On a testé Foodvisor, l’application mobile qui compte les calories dans votre assiette

Vous aimez prendre vos repas en photographie et les mettre en ligne sur Instagram ? Pourquoi ne pas profiter de vos clichés pour savoir combien de calories sont présentes dans votre assiette ? C’est ce que propose l’application « Foodvisor » qui se propose de reconnaître vos plats puis d’en estimer la valeur nutritionnelle. C’est en tout cas l’ambition affichée par la start-up française et ses jeunes diplômés de Centrale Paris. Leur application mobile, disponible sur iOs et Android, a été lancée début 2018. Comment fonctionne ce journal de bord numérique et tient-il ses promesses ? Le test de Sciences et Avenir.

Une base d’apprentissage de plus d’un million de photographies 

« Nous avons commencé à développer notre technologie en 2015, alors que nous étions encore étudiants à Centrale Paris », explique Charles Boes, l’un des co-fondateurs de Foodvisor. « À cette occasion, nous avons pu travailler avec des chercheurs de Centrale et d’Inria sur notre algorithme de vision par ordinateur. » Depuis leur diplôme, les 3 centraliens, Charles Boes, Yann Giret et Gabriel Samain ont continué à travailler sur leur projet, jusqu’à lancer leur première version de application en février 2016. Leur ambition ? « Devenir le ‘Shazam‘ de la nourriture », s’enthousiasme Charles Boes. Shazam est une application très efficace capable d’identifier une musique en quelques secondes d’écoute.

FONCTIONNEMENT. Le principe de Foodvisor ? Des algorithmes auto-apprenants, qui s’exercent à identifier chaque type d’aliment à partir d’une grande quantités d’images. Chaque photographie saisie par l’utilisateur et envoyée vers les serveurs de Foodvisor vient alimenter la base de données d’apprentissage. « Au départ, nous avons entraîné nos algorithmes sur 10.000 photos. Mais aujourd’hui, nous disposons de plus d’un millions de photographies annotées, et sommes en mesure de reconnaître un millier d’aliments différent », se réjouit Charles Boes. La prochaine étape ? « Augmenter le nombre d’aliments reconnus, et améliorer la précision de la reconnaissance. Notre prochaine version pourra atteindre une précision de 90% », avance le co-créateur de l’entreprise.

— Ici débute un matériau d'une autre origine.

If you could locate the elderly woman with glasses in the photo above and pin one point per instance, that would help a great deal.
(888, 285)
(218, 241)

Le test de Sciences et Avenir

Concrètement, que donne l’expérience ? Il suffit d’ouvrir l’application (la version premium, payante, offre davantage de conseils nutritionnels, mais une version gratuite peut aussi être téléchargée) sur son smartphone, avec les données mobiles ou le Wi-Fi activé, et de photographier le contenu de son assiette. La photographie est alors comparée aux autres enregistrements, et une pastille apparaît avec le nom de l’aliment lorsqu’il a été identifié. Lorsque l’algorithme n’a pas trouvé d’aliment correspondant, c’est à l’utilisateur de toucher la pastille pour l’indiquer par lui-même, ce qui permet aussi de préciser la quantité de l’aliment, pas toujours finement perçue par l’algorithme de vision artificielle. 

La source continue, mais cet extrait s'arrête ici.